O potencial da juventude é uma riqueza inestimável que as sociedades podem explorar, estimulando a revelação de talentos, apoiando projetos de desenvolvimento, investindo na felicidade humana. Mas, se nada é feito, minguam-se as possibilidades; contingentes imensos tornam-se uma massa adulta medíocre, quando não perdida nas sendas da criminalidade.

Quase sempre, jovens envolvidos com a gravidez na adolescência ou em práticas delitivas, que estejam na escola, apresentam rendimento insatisfatório, defasagem idade/série, revelando um percurso escolar difícil, indicativo de uma situação de possível vulnerabilidade no seu desenvolvimento pessoal. Essas evidências raramente são captadas.

Ao se compulsarem os dados da educação básica brasileira, particularmente o ensino fundamental, do 1º ao 9º ano, constata-se uma massa extraordinária de recursos a ela destinados pelo Fundeb – Fundo Nacional  da Educação Básica, além daqueles provenientes dos tesouros estaduais e municipais, garantindo oferta suficiente em termos quantitativos. Trata-se de um potencial de trabalho fantástico, tendo em vista a capilaridade da rede de educação pública, presente em todos os municípios e distritos brasileiros, além da área rural.

A qualidade da educação, porém, tem estado muito aquém das expectativas mínimas.
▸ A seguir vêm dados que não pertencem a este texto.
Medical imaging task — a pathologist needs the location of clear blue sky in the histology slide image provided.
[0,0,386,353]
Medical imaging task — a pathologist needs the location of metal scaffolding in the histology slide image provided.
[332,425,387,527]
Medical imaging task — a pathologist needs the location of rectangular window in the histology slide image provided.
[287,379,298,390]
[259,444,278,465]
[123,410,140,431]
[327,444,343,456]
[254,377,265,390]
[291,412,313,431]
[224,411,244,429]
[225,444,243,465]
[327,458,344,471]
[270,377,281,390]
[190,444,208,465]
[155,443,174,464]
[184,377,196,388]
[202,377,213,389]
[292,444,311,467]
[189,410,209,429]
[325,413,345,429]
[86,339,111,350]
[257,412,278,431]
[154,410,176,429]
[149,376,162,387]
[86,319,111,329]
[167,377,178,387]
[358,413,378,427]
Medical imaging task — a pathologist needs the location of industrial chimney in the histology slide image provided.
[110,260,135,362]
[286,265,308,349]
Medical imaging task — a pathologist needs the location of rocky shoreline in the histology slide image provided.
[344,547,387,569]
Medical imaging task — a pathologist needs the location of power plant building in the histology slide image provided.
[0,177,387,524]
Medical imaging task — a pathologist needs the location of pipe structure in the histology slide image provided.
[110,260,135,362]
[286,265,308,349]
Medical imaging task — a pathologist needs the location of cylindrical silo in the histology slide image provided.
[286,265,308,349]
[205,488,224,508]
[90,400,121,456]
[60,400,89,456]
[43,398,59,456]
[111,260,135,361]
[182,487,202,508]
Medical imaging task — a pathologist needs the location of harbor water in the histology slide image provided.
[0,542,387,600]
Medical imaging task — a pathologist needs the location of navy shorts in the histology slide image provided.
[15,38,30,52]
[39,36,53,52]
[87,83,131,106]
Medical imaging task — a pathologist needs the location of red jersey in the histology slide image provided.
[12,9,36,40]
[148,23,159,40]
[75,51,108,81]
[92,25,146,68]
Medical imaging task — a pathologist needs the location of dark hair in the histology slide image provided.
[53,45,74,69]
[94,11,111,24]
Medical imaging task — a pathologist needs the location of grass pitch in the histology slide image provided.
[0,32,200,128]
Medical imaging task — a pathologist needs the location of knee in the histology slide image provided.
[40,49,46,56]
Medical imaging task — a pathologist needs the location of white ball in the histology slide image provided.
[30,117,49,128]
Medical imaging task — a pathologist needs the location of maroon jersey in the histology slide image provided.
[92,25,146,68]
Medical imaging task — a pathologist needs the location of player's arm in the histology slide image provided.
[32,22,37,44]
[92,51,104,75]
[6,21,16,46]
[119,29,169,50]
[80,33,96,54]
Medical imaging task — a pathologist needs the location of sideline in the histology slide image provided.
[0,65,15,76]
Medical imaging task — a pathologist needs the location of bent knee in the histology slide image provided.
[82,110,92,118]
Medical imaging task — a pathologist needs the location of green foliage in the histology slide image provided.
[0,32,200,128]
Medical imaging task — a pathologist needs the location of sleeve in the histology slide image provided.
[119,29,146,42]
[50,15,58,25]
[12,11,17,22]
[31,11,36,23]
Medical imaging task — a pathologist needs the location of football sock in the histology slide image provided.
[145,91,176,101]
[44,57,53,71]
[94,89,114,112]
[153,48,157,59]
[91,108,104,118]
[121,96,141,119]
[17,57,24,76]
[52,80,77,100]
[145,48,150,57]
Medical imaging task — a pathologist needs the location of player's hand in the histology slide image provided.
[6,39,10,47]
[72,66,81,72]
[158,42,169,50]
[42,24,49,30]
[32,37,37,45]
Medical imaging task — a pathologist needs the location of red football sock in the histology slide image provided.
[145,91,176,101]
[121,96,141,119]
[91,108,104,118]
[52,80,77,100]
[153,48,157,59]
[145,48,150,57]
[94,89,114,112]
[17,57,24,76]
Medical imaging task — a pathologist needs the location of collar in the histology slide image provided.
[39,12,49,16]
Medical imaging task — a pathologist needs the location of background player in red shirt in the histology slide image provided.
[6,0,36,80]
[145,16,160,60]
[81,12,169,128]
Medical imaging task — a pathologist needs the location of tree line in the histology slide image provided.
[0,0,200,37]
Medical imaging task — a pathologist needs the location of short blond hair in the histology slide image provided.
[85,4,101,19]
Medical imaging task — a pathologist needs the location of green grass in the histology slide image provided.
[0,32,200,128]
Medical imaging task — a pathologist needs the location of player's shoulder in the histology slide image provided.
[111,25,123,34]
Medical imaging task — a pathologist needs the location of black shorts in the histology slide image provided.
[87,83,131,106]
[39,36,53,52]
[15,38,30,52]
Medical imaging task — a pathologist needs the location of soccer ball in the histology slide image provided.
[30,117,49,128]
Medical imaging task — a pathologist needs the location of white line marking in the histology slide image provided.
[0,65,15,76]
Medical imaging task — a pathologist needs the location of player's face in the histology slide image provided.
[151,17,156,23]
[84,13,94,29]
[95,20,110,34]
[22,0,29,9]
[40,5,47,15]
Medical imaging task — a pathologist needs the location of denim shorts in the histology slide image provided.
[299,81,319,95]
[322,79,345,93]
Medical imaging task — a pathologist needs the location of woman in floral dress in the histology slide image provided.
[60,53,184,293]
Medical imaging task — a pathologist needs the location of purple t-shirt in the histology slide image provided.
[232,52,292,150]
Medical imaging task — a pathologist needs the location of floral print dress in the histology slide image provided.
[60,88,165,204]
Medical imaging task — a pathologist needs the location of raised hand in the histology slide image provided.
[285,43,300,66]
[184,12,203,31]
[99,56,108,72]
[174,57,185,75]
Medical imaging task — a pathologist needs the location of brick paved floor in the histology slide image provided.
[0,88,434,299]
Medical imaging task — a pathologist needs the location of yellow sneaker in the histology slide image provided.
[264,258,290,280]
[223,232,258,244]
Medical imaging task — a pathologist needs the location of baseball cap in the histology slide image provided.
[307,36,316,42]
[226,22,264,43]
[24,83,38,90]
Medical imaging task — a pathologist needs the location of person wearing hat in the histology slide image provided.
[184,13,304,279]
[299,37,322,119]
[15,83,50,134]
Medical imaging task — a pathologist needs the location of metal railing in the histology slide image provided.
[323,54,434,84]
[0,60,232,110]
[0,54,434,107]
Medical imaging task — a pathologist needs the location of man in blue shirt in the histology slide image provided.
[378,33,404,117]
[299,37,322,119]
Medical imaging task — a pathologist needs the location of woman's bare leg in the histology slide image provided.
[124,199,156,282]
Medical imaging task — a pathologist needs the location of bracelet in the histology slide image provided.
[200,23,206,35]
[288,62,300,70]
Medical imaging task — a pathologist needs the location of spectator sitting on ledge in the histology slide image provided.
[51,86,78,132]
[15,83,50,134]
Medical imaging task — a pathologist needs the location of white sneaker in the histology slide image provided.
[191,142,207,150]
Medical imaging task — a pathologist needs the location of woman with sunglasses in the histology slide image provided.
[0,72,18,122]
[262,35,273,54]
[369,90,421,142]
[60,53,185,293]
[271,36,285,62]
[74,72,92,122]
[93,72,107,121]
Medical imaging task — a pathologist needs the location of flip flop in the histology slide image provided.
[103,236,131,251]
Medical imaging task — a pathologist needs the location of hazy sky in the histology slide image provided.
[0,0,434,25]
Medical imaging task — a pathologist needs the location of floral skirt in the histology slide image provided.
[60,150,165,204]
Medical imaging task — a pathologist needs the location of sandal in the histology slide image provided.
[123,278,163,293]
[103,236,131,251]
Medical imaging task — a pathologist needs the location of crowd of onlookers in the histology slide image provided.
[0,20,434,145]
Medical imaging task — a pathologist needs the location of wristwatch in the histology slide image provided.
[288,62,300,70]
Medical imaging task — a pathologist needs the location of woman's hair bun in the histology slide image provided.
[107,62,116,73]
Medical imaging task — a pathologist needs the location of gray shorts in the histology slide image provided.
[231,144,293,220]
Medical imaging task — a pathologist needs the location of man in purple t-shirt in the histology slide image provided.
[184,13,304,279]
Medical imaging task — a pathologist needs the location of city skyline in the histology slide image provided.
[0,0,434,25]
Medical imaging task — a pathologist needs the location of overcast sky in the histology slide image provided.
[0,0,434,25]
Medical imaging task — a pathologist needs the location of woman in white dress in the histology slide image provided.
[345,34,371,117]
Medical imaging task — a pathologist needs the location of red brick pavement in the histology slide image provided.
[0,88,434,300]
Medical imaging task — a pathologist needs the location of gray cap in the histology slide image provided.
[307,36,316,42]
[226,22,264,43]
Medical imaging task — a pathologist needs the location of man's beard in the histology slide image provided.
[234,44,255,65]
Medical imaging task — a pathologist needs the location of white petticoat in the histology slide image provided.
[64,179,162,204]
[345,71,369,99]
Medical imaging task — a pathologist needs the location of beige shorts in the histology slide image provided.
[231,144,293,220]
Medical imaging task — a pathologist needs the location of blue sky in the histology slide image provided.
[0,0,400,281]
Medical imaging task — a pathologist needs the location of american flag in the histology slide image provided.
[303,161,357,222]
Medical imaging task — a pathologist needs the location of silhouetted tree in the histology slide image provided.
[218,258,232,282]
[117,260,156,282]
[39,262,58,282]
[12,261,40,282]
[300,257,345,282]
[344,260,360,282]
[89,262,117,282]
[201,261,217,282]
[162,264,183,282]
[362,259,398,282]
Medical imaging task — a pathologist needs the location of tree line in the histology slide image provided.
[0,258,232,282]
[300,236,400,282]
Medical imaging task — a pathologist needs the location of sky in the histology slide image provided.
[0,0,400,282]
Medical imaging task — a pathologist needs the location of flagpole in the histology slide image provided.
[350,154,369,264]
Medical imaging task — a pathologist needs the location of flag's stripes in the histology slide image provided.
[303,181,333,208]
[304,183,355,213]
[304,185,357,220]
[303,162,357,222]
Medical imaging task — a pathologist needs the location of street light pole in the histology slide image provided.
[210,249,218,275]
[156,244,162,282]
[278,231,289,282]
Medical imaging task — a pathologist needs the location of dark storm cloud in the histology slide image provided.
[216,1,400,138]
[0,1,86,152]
E aqui, não se trata só do desempenho pífio dos estudantes nas provas de aferição de conhecimento, mas também da postura burocrática da escola. Há as exceções que confirmam a regra, contudo, no geral, assiste-se a um processo de alienação dos que deveriam educar, insensíveis aos  alertas emitidos por jovens desencontrados, clamando por atenção  e, ainda assim, permanecendo invisíveis,como coisas fora do lugar e não como pessoas com dificuldades para situarem seu estar no mundo.

As políticas públicas para a juventude não dão conta de contemplar a multiplicidade de demandas apresentadas. A incapacidade de diálogo das políticas setoriais é um dado estrutural da ineficiência delas, cada qual  em seu nicho (educação, saúde, esportes, cultura, emprego e renda, etc), atuando isoladamente, sem estabelecerem  sinergia entre si, construindo respostas minúsculas diante dos desafios postos.

Considerando a obrigatoriedade da matrícula escolar, uma abordagem possível para lidar com esse  problema, seria estabelecer um programa para monitorar a frequência e o desempenho  dos estudantes, ao menos, a partir do 6º ano, momento coincidente com o início da pré-adolescência e fase crucial do desenvolvimento juvenil. Simultaneamente, monitorar a qualidade do trabalho docente e, de posse dos resultados, estabelecer atividades de apoio à docência e de acompanhamento dos jovens  a caminho de ou em situação de vulnerabilidade, com encaminhamento para os serviços que se fizerem necessários.

Não adianta  lamentar as indecentes taxas de mortalidade juvenil, a crescente propagação do consumo de drogas lícitas e ilícitas, a inércia e indiferença da chamada “geração ni-ni”, em suma, não adianta chorar todas as perdas que oneram a juventude brasileira;  urge prevenir, assegurando  meios capazes de garantir o desenvolvimento e a dignidade dos jovens. 

Ao se iniciar um novo governo, seria auspicioso pautar a Questão  Juvenil, assumir a sua dimensão multifatorial,  reunir criatividade, ousadia e vontade política para revertê-la, propondo um futuro melhor para todos nós.